飛女正傳

蕭芳芳、龍剛、薛家燕、沈殿霞、曾江 
龍剛:監督 1969年 カラー 粤語 榮華


ジョセフィーヌ(蕭芳芳)は、友人とバーで踊っているところをチンピラにからまれた。思いあまってビール瓶でチンピラの頭を殴ってしまい相手に怪我をさせた。裁判で涙ながらに温情を求める母の思いをよそに、ジョセフィーヌは家には帰りたくない監獄に入れてくれと叫んだ。
ジョセフィーヌは裕福は家庭に生まれたが、父が病に倒れ、母は別の男(龍剛)を家に引き入れていた。さらに父が亡くなってからは、母は父の後を引き継いで家業に忙しく、娘をまったくかまわず、お金でその埋め合わせとしようとしていた。娘は友人と遊びほうけ、その結果、他人に怪我させることになった。
ジョセフィーヌは感化院(か少年院)で当初はいじめられたものの、うまくやっていく術を身につけていった。しかし事業に失敗した母が自殺したことを知り、母の愛人と思われる黎成(龍剛)が母を死に追いやったにちがいないと考え、密かに復讐を誓い、同じく様々な理由から外へ出ようとする仲間たちと脱走を企てたのだった・・・。
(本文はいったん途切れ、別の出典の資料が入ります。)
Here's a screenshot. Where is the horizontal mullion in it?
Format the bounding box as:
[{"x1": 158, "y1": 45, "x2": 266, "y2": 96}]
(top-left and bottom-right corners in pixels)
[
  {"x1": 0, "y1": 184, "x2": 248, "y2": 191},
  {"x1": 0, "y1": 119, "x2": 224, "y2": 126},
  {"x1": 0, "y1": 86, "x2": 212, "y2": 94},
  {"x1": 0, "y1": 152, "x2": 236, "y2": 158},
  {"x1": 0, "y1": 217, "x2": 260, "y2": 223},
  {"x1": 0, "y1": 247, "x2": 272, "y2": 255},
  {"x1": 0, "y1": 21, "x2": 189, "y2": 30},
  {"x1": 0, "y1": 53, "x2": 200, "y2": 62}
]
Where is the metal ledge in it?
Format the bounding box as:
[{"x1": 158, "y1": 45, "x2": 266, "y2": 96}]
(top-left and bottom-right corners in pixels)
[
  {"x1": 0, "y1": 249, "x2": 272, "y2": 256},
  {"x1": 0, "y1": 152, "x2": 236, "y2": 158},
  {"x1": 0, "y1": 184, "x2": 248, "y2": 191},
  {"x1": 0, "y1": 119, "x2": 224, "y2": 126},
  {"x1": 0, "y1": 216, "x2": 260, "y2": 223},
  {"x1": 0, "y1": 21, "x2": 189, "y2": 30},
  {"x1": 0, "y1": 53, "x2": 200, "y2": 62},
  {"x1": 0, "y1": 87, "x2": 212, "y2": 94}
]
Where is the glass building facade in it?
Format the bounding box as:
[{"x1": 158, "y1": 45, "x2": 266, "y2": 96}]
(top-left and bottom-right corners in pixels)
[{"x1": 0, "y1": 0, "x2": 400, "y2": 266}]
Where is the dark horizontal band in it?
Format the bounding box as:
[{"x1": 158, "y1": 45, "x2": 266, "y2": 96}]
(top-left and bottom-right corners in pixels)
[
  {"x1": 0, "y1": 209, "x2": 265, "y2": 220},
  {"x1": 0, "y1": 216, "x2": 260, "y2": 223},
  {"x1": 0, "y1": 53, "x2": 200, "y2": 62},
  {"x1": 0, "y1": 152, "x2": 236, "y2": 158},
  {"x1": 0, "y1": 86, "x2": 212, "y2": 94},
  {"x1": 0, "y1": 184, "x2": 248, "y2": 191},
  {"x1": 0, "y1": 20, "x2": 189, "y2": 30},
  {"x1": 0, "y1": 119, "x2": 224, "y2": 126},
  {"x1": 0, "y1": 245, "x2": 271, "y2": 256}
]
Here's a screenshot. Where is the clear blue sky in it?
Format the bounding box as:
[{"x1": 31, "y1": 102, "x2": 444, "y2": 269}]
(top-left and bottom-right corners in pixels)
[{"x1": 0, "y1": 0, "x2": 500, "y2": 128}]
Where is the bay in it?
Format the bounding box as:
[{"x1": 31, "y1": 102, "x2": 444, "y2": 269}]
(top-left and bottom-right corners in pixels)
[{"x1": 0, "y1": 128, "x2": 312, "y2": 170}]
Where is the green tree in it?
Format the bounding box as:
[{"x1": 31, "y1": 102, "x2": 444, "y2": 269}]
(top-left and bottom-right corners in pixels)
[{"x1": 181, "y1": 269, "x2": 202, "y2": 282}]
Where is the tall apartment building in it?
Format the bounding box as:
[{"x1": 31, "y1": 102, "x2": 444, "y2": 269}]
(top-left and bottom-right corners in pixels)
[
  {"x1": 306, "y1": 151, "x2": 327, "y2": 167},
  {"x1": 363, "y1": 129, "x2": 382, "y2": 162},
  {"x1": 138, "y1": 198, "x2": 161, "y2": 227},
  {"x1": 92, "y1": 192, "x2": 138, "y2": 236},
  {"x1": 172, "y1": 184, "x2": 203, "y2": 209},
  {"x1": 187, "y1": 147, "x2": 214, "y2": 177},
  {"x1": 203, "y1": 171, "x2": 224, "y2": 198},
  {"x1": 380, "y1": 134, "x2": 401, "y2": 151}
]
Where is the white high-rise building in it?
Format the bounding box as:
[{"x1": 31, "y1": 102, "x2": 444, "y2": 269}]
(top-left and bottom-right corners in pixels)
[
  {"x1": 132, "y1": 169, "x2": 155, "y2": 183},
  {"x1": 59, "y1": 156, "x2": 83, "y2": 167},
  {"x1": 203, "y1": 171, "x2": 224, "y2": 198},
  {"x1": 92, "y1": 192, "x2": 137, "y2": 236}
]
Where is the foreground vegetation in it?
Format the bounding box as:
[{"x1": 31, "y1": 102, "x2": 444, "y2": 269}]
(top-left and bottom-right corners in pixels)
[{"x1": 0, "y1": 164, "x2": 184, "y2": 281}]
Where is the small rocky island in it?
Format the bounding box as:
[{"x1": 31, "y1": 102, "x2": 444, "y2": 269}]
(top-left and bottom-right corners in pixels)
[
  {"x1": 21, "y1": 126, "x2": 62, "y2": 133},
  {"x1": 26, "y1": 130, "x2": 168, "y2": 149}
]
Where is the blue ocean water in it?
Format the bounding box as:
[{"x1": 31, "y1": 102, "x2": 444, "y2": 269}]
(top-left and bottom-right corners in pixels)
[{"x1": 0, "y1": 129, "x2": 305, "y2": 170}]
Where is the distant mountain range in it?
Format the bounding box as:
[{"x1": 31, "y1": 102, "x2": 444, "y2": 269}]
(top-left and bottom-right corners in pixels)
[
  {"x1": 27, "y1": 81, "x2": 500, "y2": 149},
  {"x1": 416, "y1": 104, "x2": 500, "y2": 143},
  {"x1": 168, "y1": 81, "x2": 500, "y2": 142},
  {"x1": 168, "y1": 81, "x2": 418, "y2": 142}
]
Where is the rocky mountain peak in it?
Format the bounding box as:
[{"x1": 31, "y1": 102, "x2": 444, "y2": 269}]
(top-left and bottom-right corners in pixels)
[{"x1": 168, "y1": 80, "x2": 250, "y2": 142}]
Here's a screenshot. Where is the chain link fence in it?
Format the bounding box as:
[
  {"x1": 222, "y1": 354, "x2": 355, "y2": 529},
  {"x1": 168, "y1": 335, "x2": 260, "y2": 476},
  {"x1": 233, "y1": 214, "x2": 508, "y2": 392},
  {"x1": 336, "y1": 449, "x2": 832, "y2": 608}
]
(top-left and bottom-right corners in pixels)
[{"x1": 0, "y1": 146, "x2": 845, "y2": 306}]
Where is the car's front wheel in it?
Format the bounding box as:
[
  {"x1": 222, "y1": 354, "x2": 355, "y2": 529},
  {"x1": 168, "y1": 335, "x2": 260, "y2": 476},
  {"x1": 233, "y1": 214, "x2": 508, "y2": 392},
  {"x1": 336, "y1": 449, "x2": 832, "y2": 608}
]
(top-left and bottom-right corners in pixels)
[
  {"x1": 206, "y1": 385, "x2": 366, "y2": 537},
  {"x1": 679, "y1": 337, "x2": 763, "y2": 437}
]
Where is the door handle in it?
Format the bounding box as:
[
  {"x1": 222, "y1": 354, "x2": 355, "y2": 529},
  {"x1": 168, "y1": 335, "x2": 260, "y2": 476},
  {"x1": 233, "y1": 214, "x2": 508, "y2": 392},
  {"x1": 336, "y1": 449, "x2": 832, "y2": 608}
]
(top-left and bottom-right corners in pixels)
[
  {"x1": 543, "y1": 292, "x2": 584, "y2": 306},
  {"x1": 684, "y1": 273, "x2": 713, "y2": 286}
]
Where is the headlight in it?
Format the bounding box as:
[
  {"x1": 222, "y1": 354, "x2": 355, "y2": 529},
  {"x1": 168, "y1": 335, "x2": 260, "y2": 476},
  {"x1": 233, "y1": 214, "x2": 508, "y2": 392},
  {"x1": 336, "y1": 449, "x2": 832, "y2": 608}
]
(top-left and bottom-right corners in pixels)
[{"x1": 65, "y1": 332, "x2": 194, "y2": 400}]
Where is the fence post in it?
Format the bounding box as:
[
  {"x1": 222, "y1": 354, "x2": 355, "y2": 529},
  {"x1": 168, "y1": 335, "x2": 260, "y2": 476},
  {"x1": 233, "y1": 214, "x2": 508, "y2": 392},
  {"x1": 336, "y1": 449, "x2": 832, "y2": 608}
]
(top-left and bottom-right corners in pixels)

始まってすぐにとっとと蕭芳芳が感化院に入ってしまうので、ひょっとして女囚ものかと思ってしまった(汗)。多少そんな塀の中の風景も登場し、女囚たちを温かく見守る院長(曾江)に助けられ反抗的な彼女たちの性格も改善されたかと思わせる。しかしジョセフィーヌの母の死をきっかけに、物語は加速して脱走からクライマックスへと進んで行く。実は最後には院長の「少年少女たちの非行は社会の責任だ」という説教くさい言葉がまっているのだが、それを差し引いても映画が魅力的なのは、ひとえに蕭芳芳のおかげだ。鋭いまなざしと長い手足を持て余すような振る舞いが、やり場のない少女の思いを十二分に表している。薛家燕と沈殿霞はともに感化院の友人で、薛家燕は共に脱走、沈殿霞は刑期満了で外へ出ることになる。